Nouvelle étape de notre voyage à travers les outils qui composent un réseau social, le “social bookmarking”. Difficile de trouver un équivalent français fidèle à ce terme alors expliquons d’abord sa logique avant de voir ses bénéfices induits.
Lorsqu’on trouve un article ou une page intéressante sur le net, voire sur l’intranet, on pense immédiatement à faire un signet dans son navigateur : Soit parce qu’il s’agit de quelque chose d’immédiatement utile, soit parce qu’on pense que cela peut nous être utile dans le futur et qu’on n’aura plus à le chercher à ce moment là. Il s’agit bien sur d’un scénario idéal, voire idéalisé, puisque l’expérience prouve qu’au final on est strictement incapables de retrouver quoi que ce soit dans la jungle des signets de son navigateur.
Le social bookmarking consiste à enregistrer ces signets non plus dans son navigateur mais dans une application située, dans le cas qui nous intéresse, sur l’intranet. Pourquoi cela ? Parce qu’en plus de l’adresse du lien on peut lui donner un titre mais également y ajouter un commentaire, et des tags (ou mots clé) pour le retrouver. Voilà pour la dimension “bookmarking”. (Autre intérêt : on retrouve ses signets même lorsqu’on change de navigateur ou de poste de travail…)
Reste la dimension “social”. Au lieu de garder ses signets secrets, pour soi, sur sa machine, on peut les partager avec un groupe donné de personnes voire avec toute l’entreprise. Quel intérêt ? Il y a de fortes chances qu’une information qui semble pertinente à une personne le soit pour d’autres. Sachant cela, autant que le premier qui l’a trouvé, la partage et, au lieu d’envoyer un email à l’ensemble des collaborateurs pour leur dire “j’ai trouvé cela qui peut vous intéresser”, rend simplement le lien disponible sur l’intranet. Ceux qui cherchent quelque chose sur un sujet donné, avec un mot clé donné peuvent ainsi trouver à travers le réseau social des personnes compétentes, des communautés ou blogs qui discutent du sujet…et des liens sur ce même sujet.
Si jamais un doute subsiste encore par rapport à l’utilité de cette bonne pratique, il n’y a qu’à se poser une question simple. “Combien de fois un collègue m’a-t-il demandé si j’avais quelque chose sur un sujet, combien de fois me suis-je dit que j’avais effectivement vu quelque chose sur le web ou l’intranet….et combien de fois n’ai-je pas pu le retrouver”. En procédant ainsi on évite deux choses : le temps perdu à rechercher…et le temps passé à s’interrompre pour chaque demande puisque le lien est accessible et convenablement étiqueté dans le réseau social.
Et en contrepartie on bénéficie également des signets des autres ce qui représente un premier niveau de filtrage par rapport à la masse d’information à trier si jamais on démarrait sur le web une recherche en partant de zéro. Encore du temps de gagné.

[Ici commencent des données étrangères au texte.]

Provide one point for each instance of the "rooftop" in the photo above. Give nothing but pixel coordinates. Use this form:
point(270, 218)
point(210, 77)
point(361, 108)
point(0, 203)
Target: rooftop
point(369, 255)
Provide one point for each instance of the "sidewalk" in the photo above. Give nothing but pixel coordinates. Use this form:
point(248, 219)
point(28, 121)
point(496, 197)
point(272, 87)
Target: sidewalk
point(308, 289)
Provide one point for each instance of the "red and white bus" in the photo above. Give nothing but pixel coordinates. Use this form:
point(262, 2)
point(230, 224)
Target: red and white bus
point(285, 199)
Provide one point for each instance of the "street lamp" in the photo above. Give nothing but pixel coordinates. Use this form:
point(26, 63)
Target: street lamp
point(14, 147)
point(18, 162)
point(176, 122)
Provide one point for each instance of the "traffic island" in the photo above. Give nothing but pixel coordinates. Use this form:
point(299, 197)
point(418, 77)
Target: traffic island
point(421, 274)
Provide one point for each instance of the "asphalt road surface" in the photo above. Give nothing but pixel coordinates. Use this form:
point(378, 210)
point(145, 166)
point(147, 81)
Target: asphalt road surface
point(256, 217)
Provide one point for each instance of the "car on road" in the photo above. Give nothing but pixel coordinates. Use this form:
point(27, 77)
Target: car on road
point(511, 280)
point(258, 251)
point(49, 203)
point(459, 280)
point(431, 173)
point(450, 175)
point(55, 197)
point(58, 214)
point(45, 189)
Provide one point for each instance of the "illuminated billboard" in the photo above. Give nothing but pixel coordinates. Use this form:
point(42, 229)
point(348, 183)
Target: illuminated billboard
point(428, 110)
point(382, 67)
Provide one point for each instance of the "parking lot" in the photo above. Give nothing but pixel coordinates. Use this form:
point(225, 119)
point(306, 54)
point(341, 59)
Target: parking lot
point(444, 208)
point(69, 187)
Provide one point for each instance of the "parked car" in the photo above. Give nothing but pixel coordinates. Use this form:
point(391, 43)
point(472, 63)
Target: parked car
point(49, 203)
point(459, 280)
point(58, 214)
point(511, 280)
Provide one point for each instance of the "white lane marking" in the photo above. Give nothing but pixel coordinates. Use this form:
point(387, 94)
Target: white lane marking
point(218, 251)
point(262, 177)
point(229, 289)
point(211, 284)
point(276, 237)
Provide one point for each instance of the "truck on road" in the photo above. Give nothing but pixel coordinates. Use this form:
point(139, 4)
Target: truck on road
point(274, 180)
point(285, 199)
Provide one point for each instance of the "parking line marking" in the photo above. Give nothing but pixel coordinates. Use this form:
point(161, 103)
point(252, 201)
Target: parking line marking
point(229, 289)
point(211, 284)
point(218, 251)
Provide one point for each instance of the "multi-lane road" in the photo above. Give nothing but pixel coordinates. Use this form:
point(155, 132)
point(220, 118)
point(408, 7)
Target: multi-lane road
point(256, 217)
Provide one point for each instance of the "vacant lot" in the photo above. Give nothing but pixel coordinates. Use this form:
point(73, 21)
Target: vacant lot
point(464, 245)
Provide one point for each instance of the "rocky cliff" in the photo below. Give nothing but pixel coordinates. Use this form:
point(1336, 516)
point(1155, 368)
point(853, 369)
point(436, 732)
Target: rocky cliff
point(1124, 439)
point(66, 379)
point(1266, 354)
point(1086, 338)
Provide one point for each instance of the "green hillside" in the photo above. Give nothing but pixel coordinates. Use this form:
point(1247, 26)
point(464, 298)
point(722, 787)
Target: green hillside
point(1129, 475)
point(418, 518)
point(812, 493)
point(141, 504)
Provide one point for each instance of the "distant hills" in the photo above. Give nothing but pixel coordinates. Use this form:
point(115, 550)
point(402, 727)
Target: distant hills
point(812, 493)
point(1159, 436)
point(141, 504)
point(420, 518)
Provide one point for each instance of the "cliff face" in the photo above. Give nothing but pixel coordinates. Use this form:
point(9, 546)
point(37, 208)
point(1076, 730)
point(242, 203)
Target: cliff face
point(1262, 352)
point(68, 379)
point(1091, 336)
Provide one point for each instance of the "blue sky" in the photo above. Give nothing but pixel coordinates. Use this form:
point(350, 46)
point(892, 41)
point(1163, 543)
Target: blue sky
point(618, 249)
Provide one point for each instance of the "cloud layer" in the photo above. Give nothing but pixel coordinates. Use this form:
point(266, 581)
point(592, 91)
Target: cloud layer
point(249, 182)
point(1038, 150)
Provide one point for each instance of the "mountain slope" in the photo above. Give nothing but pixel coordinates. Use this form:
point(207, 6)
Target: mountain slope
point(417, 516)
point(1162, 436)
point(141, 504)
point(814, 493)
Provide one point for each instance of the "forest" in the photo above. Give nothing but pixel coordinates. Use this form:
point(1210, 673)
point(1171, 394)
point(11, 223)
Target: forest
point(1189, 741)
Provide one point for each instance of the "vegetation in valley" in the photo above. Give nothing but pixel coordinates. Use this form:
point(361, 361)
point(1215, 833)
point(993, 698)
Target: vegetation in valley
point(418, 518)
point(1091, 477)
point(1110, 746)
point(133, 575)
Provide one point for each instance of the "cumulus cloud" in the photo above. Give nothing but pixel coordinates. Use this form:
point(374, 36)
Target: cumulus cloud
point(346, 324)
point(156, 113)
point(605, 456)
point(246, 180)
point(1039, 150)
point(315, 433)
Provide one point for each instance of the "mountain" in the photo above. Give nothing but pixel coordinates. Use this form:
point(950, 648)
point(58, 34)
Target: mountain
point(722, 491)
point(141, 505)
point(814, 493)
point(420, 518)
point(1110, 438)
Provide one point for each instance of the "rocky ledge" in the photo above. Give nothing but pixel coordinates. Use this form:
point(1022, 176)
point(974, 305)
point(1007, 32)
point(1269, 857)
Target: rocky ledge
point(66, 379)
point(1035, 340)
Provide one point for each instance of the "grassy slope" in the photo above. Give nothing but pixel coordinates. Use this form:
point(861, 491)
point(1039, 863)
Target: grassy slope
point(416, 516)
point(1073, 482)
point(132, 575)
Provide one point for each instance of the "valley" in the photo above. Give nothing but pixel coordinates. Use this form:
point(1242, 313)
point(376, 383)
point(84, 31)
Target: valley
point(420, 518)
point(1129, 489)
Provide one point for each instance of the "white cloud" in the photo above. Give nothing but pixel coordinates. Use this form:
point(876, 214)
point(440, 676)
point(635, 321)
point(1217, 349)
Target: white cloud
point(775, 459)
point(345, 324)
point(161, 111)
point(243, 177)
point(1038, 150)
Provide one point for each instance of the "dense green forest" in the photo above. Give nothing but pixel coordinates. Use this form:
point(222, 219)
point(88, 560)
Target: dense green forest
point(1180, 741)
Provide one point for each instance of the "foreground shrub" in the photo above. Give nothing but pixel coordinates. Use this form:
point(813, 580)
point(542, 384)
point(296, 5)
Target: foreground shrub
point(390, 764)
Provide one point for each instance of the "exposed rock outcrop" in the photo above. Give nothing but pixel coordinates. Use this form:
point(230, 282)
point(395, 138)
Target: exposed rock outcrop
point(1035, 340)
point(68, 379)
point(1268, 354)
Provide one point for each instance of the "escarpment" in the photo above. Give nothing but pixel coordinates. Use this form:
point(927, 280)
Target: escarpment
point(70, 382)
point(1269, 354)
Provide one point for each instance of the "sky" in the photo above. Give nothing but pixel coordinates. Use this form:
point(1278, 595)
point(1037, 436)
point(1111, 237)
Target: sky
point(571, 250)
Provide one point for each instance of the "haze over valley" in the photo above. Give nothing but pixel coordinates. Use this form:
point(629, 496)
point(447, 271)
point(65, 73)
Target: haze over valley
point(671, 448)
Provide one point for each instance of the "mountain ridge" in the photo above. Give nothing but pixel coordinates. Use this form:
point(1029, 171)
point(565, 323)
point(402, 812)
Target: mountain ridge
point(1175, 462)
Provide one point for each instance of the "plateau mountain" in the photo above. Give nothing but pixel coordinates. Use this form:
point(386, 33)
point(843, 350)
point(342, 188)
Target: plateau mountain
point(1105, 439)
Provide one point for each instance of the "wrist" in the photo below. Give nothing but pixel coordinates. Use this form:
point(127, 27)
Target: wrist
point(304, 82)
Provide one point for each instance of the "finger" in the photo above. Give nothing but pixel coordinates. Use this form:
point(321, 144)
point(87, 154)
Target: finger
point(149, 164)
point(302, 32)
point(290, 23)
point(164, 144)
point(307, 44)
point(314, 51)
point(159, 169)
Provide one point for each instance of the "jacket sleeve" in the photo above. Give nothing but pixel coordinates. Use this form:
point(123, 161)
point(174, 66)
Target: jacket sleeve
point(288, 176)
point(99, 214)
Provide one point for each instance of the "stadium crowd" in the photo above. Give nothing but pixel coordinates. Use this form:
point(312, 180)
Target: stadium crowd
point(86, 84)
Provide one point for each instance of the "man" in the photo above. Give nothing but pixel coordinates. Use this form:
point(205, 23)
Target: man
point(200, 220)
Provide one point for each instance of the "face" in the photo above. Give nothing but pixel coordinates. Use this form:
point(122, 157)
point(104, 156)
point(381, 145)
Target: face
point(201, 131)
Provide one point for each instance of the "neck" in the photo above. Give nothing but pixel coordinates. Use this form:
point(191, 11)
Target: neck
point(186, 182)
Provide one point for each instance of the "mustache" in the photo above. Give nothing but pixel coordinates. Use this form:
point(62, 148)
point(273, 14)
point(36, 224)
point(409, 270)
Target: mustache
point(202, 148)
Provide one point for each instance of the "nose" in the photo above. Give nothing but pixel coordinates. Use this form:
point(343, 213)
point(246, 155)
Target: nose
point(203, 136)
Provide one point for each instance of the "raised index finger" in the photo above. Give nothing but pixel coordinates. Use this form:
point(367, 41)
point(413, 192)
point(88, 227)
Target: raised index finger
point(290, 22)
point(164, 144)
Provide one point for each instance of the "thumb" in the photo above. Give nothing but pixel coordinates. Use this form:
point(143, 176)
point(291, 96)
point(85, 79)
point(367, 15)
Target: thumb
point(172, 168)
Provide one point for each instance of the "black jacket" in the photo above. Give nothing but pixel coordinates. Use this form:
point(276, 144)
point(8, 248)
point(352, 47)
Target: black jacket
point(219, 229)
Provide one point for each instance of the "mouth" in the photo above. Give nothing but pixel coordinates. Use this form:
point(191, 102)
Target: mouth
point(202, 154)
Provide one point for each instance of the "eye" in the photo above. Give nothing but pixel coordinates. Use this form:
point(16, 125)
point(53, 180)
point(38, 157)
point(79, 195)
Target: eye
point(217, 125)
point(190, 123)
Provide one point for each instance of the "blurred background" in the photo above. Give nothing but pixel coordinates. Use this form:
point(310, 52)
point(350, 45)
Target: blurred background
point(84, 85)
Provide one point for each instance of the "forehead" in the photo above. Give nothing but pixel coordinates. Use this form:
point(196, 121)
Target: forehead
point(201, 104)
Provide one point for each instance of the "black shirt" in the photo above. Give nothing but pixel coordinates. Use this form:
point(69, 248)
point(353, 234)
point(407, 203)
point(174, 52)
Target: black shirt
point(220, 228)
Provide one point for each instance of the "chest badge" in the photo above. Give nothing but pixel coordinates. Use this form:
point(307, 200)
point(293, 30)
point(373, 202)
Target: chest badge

Dernier bénéfice : le temps mis à rechercher l’information. Si le web devient un vrai dédale dans lequel on arrive néanmoins à survivre, que dire souvent des intranets et de la capacité des moteurs de recherche à retrouver une information bien précise, un document consciencieusement rangé dans un recoin où seul un archéologue pourra le trouver. Un document finalement peu utilisé mais vital pour ceux qui en ont besoin, dans des circonstances très précises ou les impératifs “business” ne laissent pas le temps de chercher. Le système de bookmarks et de tags permet aux utilisateurs de “redécouvrir” la partie “traditionnelle” de l’intranet en donnant une nouvelle accessibilité à des pages stratégiques de leur point de vue, désormais bien signalées et annotées.
Une étude nous à fait prendre conscience qu’au sein d’IBM cette logique nous a fait gagner 4,6 millions de dollars par an, en rendant l’information plus accessible, en faisant gagner du temps..
De plus, il s’agit d’un usage “simple”, compréhensible de tous, répondant à un besoin connu et partagé…donc susceptible d’être le plus rapidement massivement adopté dans l’entreprise.